For anyone who is interested in boost.DLL, as a user, implementor, reviewer
or just curious, I encourage them to look at ACE DLL. ACE has been there,
done that.
I know that ACE code looks horrible due to its age and the need to support
ancient compilers, and there are ugly macros all over the place. However,
ACE has solved this problem so I think developers that want to solve the
problem again should look at how it has been done before.
For example, I see from the boost.DLL example that the entire pathname,
including any OS-specific suffixes etc, is supplied to the ctor. ACE takes
a different view and it is instructive to look at the comments in the code
to see why. I am thinking of different versions of UNIX in particular and
how they handle shared libraries differently.

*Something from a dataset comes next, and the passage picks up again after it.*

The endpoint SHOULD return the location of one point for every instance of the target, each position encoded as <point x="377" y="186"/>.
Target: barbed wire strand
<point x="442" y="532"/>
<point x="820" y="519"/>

ACE has also thought about shared library lifetimes quite thoroughly and
caters for a lifetime that might be greater than the immediate object that
is doing symbol lookup for example. This is in the DLL_Manager class.
On 5 October 2014 23:45, Mathias Gaunard
On 05/10/2014 23:56, Gavin Lambert wrote:
On 6/10/2014 06:23, Mathias Gaunard wrote:
Personally, I only use C functions in my ABI, but if we ever wanted to make this standard-proof, it would need to have no such restrictions.
Given that neither C++ mangling nor any other details of the C++ ABI are standardised (AFAIK), I don't think anything involving C++ *could* be standard-proof.
I'm talking about a possible submission to the standard library. There is no need to specify a mangling ABI to specify a standard library for this.